These days just about every large corporation would have us believe that it is in the vanguard of the fight to reverse global warming. Companies mount expensive ad campaigns to brag about raising their energy efficiency and shrinking their carbon footprint.
Yet a bold article in the latest issue of business-friendly Bloomberg Markets magazine documents how some large U.S.-based transnationals are complicit in a process that does more to exacerbate the climate crisis than anything else: the ongoing destruction of the Amazon rain forest.
While deforestation is usually blamed on local ranchers and loggers, Bloomberg points the finger at companies such as Alcoa and Cargill, which the magazine charges have used their power to get authorities in Brazil to approve large projects that violate the spirit of the country’s environmental regulations.
Alcoa is constructing a huge bauxite mine that will chew up more than 25,000 acres of virgin jungle in an area, the magazine says, “is supposed to be preserved unharmed forever for local residents.” Bloomberg cites Brazilian prosecutors who have been waging a four-year legal battle against an Alcoa subsidiary that is said to have circumvented the country’s national policies by obtaining a state rather than a federal permit for the project.
Bloomberg also focuses on the widely criticized grain port that Cargill built on the Amazon River. Cargill claims to be discouraging deforestation by the farmers supplying the soybeans that pass through the port, but the Brazilian prosecutors interviewed by Bloomberg expressed skepticism that the effort was having much effect.

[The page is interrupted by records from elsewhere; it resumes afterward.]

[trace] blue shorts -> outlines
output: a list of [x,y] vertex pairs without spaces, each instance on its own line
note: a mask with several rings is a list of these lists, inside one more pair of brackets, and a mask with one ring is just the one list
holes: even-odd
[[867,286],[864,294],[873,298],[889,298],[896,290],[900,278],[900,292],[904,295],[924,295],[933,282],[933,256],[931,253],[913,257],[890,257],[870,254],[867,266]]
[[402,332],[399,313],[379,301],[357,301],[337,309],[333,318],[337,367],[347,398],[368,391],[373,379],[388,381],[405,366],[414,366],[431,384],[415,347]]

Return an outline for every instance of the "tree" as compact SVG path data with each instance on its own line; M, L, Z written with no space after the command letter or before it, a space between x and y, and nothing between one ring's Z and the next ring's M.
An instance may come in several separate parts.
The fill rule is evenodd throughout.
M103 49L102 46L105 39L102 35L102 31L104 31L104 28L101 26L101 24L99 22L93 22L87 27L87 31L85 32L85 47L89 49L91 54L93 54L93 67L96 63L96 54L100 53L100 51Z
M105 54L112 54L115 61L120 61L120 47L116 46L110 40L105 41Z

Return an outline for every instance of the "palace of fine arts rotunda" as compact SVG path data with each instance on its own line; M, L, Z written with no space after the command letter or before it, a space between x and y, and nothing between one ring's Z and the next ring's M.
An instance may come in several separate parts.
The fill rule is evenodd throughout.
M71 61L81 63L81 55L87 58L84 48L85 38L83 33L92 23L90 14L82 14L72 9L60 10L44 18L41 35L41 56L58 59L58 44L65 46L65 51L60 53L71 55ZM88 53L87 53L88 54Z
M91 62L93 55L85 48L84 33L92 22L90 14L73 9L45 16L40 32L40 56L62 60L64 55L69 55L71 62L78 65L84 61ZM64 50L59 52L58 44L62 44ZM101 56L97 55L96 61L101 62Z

Apart from the big on-site projects, Bloomberg looks at major corporations that it says purchase beef and leather from Amazonian ranchers who engage in illegal deforestation. Citing Brazilian export records, the magazine identifies Wal-Mart, McDonald’s, Kraft Foods and Carrefour as purchasers of the beef and General Motors, Ford and Mercedes-Benz as purchasers of leather.
The impact of the Amazon cattle ranchers was also the focus of a Greenpeace report published in June. That report put heat on major shoe companies that are using leather produced by those ranchers.
Nike and Timberland responded to the study by pledging to end their use of leather hides from deforested areas in the Amazon basin. Greenpeace is trying to get other shoe companies to follow suit.